Springer Online Journal Archives 1860-2000
Energy, Environment Protection, Nuclear Power Engineering
Abstract The toxicity of iron (II) and iron (III) chlorides was studied at different biochemical and cellular levels, including antioxidative and metabolic enzymes and two general indicators of cytotoxicity in Vero monkey kidney cells after 24-h exposure. Iron (II) was fourfold more toxic than Fe (III) in cell proliferation, with EC50 of 5.5 and 22 mM, respectively. Metabolic markers were far more sensitive than cytotoxicity assays at these concentrations. At the highest concentrations of toxicant tested [10 mM Fe(II) and 50 mM Fe (III)], both species produced nearly total inhibition of the relative uptake of neutral red (RNRU) and phosphofructokinase activity (PFK), and stimulated intracellular specific lactate dehydrogenase activity (LDH).
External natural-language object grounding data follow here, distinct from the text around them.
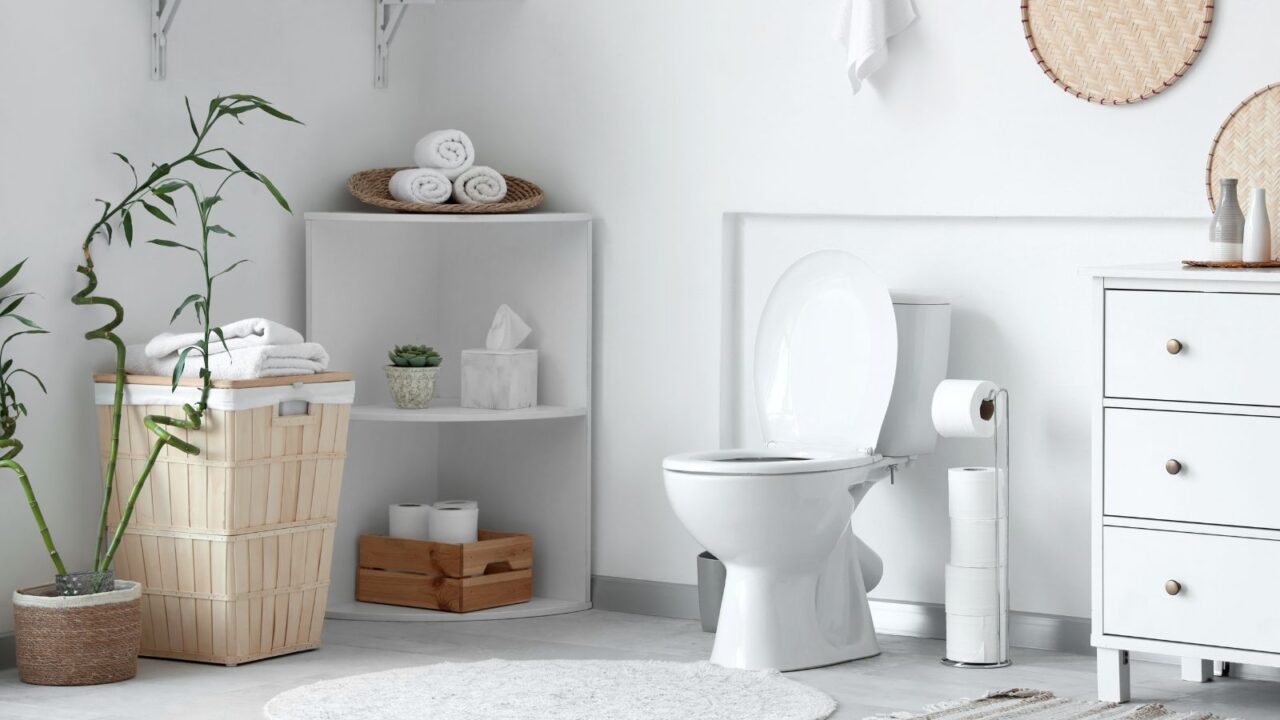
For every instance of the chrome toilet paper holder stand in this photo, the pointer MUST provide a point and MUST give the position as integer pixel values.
(996, 408)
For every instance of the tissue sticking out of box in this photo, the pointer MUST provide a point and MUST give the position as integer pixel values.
(507, 331)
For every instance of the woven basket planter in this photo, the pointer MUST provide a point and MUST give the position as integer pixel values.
(371, 187)
(83, 639)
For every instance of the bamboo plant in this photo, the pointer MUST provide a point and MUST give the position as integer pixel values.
(156, 197)
(12, 409)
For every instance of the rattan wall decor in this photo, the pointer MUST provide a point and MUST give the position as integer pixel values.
(1115, 51)
(1247, 147)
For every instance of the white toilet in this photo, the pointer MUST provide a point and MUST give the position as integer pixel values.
(844, 378)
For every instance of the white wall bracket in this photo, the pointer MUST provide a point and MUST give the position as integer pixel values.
(387, 18)
(161, 19)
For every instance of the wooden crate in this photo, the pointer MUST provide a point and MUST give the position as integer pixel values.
(233, 546)
(458, 578)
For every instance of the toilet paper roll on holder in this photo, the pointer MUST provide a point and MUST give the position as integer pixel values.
(995, 408)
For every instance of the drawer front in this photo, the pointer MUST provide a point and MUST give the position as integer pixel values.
(1230, 346)
(1192, 468)
(1226, 588)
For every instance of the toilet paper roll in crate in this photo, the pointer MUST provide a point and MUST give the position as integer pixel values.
(410, 520)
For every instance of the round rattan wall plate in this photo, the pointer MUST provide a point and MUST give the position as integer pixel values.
(371, 187)
(1115, 51)
(1247, 147)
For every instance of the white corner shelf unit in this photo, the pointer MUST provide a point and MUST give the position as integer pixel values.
(376, 279)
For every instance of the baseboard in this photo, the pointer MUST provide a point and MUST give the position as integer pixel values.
(892, 618)
(8, 655)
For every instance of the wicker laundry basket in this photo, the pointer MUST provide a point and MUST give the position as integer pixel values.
(232, 546)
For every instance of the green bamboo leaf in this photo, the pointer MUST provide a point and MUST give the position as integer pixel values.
(191, 118)
(172, 244)
(222, 337)
(183, 306)
(182, 365)
(209, 164)
(158, 213)
(272, 188)
(229, 268)
(12, 273)
(14, 305)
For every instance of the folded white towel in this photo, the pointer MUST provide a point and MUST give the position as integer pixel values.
(250, 332)
(420, 185)
(246, 363)
(447, 150)
(480, 185)
(864, 28)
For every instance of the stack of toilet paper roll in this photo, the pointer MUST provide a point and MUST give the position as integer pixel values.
(977, 574)
(448, 520)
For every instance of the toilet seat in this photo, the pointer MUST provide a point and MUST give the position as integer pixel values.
(772, 461)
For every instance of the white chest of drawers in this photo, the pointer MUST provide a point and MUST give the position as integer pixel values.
(1185, 469)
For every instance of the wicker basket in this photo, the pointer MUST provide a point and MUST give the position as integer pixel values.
(233, 546)
(371, 187)
(83, 639)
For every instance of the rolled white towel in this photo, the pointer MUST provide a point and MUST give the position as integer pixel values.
(480, 185)
(250, 332)
(447, 150)
(246, 363)
(421, 185)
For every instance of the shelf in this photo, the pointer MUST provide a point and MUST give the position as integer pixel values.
(448, 411)
(535, 607)
(449, 218)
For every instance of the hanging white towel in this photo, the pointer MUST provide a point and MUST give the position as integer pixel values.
(447, 150)
(246, 363)
(864, 28)
(480, 185)
(420, 185)
(250, 332)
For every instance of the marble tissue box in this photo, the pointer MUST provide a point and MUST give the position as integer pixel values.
(499, 379)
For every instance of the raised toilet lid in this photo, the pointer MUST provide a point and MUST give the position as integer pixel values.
(826, 352)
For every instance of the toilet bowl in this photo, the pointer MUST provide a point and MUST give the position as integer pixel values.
(828, 369)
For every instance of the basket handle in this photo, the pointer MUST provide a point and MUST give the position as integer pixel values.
(283, 414)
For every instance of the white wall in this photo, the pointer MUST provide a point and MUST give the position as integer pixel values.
(76, 81)
(657, 117)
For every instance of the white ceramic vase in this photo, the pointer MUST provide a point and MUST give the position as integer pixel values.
(412, 388)
(1257, 229)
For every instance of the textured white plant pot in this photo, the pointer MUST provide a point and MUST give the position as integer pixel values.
(499, 379)
(412, 388)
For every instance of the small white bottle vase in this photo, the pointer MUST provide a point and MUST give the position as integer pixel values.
(1226, 231)
(1257, 229)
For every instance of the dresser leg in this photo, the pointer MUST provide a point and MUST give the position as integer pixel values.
(1196, 670)
(1112, 675)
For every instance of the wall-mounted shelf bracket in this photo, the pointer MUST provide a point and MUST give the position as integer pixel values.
(387, 18)
(161, 19)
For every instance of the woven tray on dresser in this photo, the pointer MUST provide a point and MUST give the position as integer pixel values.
(371, 187)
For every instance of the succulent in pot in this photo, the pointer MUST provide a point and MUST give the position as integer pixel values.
(411, 376)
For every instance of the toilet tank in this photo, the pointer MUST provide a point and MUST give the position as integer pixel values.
(923, 343)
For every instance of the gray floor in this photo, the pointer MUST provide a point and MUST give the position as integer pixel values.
(905, 677)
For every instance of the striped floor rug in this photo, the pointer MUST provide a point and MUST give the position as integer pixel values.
(1040, 705)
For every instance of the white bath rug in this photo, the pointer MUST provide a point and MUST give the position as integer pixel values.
(556, 689)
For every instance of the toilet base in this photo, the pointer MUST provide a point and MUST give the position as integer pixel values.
(796, 619)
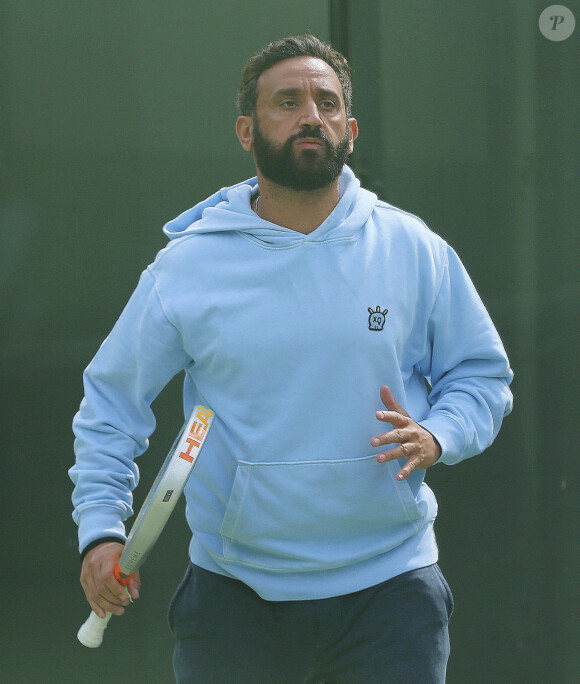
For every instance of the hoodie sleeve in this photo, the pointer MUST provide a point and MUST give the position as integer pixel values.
(468, 369)
(139, 357)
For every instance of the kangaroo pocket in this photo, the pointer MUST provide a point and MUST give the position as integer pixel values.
(300, 516)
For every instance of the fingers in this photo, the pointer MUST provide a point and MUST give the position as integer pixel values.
(412, 442)
(390, 402)
(102, 590)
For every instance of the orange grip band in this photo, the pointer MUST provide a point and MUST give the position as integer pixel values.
(121, 577)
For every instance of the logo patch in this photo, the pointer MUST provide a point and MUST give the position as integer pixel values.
(377, 318)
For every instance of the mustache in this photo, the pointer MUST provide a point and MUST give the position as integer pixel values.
(314, 133)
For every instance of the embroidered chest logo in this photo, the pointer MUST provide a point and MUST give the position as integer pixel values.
(377, 318)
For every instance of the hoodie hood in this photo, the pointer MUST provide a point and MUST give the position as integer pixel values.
(229, 210)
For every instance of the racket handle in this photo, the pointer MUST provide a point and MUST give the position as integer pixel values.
(91, 632)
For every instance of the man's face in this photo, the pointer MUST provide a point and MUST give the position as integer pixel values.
(301, 167)
(300, 135)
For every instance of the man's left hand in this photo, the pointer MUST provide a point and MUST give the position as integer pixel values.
(415, 444)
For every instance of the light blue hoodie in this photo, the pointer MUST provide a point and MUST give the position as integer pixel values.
(288, 338)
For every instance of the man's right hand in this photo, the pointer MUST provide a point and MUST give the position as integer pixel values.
(101, 588)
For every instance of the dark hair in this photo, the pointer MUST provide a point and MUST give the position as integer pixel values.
(278, 51)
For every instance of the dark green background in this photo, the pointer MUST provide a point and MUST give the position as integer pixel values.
(116, 116)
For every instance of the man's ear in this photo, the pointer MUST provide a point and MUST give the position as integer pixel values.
(245, 132)
(353, 125)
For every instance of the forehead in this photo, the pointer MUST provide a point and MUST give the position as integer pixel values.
(298, 73)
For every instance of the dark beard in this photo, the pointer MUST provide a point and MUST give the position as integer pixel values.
(305, 170)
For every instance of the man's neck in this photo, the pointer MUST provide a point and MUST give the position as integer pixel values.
(302, 211)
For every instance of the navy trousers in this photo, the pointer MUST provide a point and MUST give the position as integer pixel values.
(393, 633)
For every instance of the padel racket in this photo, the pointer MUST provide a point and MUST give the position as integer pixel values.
(155, 511)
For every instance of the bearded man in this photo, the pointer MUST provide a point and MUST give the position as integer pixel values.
(344, 351)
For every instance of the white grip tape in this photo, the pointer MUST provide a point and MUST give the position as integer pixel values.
(91, 632)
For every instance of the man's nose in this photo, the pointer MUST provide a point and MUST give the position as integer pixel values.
(310, 116)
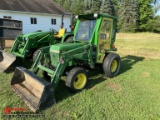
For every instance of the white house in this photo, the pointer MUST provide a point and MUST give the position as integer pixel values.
(35, 14)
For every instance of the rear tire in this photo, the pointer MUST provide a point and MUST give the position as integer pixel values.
(45, 75)
(35, 54)
(69, 39)
(111, 65)
(76, 79)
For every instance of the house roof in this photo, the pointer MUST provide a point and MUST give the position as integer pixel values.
(39, 6)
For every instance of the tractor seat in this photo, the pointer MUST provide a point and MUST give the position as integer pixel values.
(60, 33)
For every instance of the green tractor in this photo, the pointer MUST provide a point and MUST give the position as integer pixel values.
(93, 43)
(27, 45)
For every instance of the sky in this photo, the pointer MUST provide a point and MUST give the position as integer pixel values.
(158, 13)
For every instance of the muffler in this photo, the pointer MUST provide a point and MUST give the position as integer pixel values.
(6, 59)
(33, 90)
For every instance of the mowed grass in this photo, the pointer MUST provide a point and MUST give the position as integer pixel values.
(133, 94)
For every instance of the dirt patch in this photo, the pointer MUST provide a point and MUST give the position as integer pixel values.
(145, 74)
(113, 86)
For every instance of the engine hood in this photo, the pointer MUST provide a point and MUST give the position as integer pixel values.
(66, 46)
(35, 34)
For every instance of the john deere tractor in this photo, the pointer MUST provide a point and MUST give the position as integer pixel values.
(28, 45)
(93, 43)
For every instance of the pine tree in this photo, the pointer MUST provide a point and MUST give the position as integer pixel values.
(67, 5)
(77, 7)
(95, 8)
(106, 7)
(87, 6)
(128, 16)
(145, 14)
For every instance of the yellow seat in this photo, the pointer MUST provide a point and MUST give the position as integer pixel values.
(60, 33)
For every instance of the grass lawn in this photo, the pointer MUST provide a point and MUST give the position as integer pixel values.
(133, 94)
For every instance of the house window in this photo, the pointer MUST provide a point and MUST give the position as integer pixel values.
(33, 20)
(53, 21)
(7, 17)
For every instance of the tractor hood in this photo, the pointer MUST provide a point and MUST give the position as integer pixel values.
(35, 34)
(66, 46)
(57, 49)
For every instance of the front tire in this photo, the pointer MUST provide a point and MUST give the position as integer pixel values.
(76, 79)
(111, 65)
(35, 54)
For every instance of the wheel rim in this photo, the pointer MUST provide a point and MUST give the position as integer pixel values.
(114, 65)
(80, 81)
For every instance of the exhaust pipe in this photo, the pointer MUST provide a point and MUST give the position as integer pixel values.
(33, 90)
(6, 59)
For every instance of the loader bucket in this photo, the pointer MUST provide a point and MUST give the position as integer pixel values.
(33, 90)
(6, 59)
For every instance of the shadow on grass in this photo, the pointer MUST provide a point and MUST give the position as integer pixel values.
(26, 63)
(94, 77)
(128, 61)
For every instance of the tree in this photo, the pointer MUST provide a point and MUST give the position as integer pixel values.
(77, 7)
(106, 7)
(145, 14)
(67, 5)
(95, 8)
(156, 24)
(128, 15)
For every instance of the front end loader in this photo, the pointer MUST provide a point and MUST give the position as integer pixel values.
(27, 45)
(93, 43)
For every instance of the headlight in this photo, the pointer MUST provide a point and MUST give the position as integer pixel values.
(96, 15)
(26, 39)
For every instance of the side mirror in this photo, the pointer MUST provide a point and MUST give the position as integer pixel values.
(117, 31)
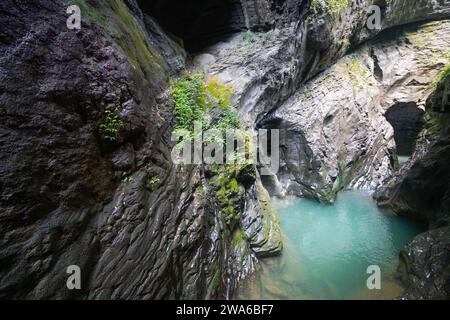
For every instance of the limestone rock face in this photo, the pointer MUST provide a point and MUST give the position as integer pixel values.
(335, 133)
(420, 191)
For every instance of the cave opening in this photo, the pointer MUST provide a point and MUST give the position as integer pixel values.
(199, 23)
(407, 119)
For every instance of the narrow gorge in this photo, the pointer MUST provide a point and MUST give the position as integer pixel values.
(92, 117)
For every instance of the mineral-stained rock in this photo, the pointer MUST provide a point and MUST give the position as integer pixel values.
(425, 265)
(85, 172)
(420, 191)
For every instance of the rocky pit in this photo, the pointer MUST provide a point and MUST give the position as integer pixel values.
(347, 100)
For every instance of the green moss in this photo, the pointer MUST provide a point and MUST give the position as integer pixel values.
(152, 182)
(215, 279)
(115, 17)
(442, 75)
(219, 93)
(330, 6)
(228, 193)
(194, 98)
(111, 125)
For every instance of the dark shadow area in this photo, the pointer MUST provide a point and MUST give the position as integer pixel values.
(199, 23)
(407, 121)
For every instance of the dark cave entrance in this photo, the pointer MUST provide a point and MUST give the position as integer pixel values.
(407, 120)
(199, 23)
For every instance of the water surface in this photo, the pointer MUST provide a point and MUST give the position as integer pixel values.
(328, 249)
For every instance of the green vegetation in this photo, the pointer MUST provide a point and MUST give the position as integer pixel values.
(330, 6)
(228, 194)
(194, 98)
(442, 75)
(152, 182)
(115, 17)
(111, 125)
(189, 95)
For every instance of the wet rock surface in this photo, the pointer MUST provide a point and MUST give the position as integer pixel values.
(420, 191)
(111, 201)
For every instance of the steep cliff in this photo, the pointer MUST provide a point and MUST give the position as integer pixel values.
(87, 116)
(420, 191)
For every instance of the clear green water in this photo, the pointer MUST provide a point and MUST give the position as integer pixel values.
(403, 159)
(328, 249)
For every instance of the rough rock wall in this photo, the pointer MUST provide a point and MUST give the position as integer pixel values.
(269, 69)
(335, 132)
(136, 224)
(420, 191)
(71, 196)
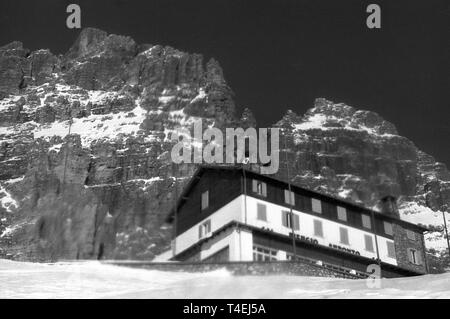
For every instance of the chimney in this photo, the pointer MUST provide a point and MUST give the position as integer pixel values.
(388, 206)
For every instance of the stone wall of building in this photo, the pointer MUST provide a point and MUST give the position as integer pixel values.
(402, 243)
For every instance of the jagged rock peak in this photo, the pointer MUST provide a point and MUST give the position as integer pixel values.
(289, 120)
(92, 41)
(247, 119)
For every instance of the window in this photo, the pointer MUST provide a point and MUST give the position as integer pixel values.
(286, 220)
(342, 213)
(343, 235)
(366, 221)
(410, 234)
(286, 197)
(318, 230)
(316, 205)
(388, 228)
(261, 212)
(261, 253)
(204, 229)
(414, 256)
(205, 200)
(259, 188)
(391, 249)
(369, 242)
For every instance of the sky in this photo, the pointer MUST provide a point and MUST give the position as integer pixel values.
(282, 54)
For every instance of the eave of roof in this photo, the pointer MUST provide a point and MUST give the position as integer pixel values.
(202, 168)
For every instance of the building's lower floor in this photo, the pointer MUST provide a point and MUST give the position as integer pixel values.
(238, 242)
Succinate dehydrogenase (SDH) and hexosaminidase (HEX) activities were reduced in a dose-dependent manner, as was the antioxidative enzyme glucose-6-phosphate dehydrogenase (G-6-PDH) with both forms of iron. Glutathione reductase (GOR) and glutathione-S-transferase (GST) activities were stimulated by Fe (II) but were inhibited by the higher Fe (III) concentrations. In conclusion, the experimental model may be useful for the study of different metabolic effects induced by the two oxidation states of iron.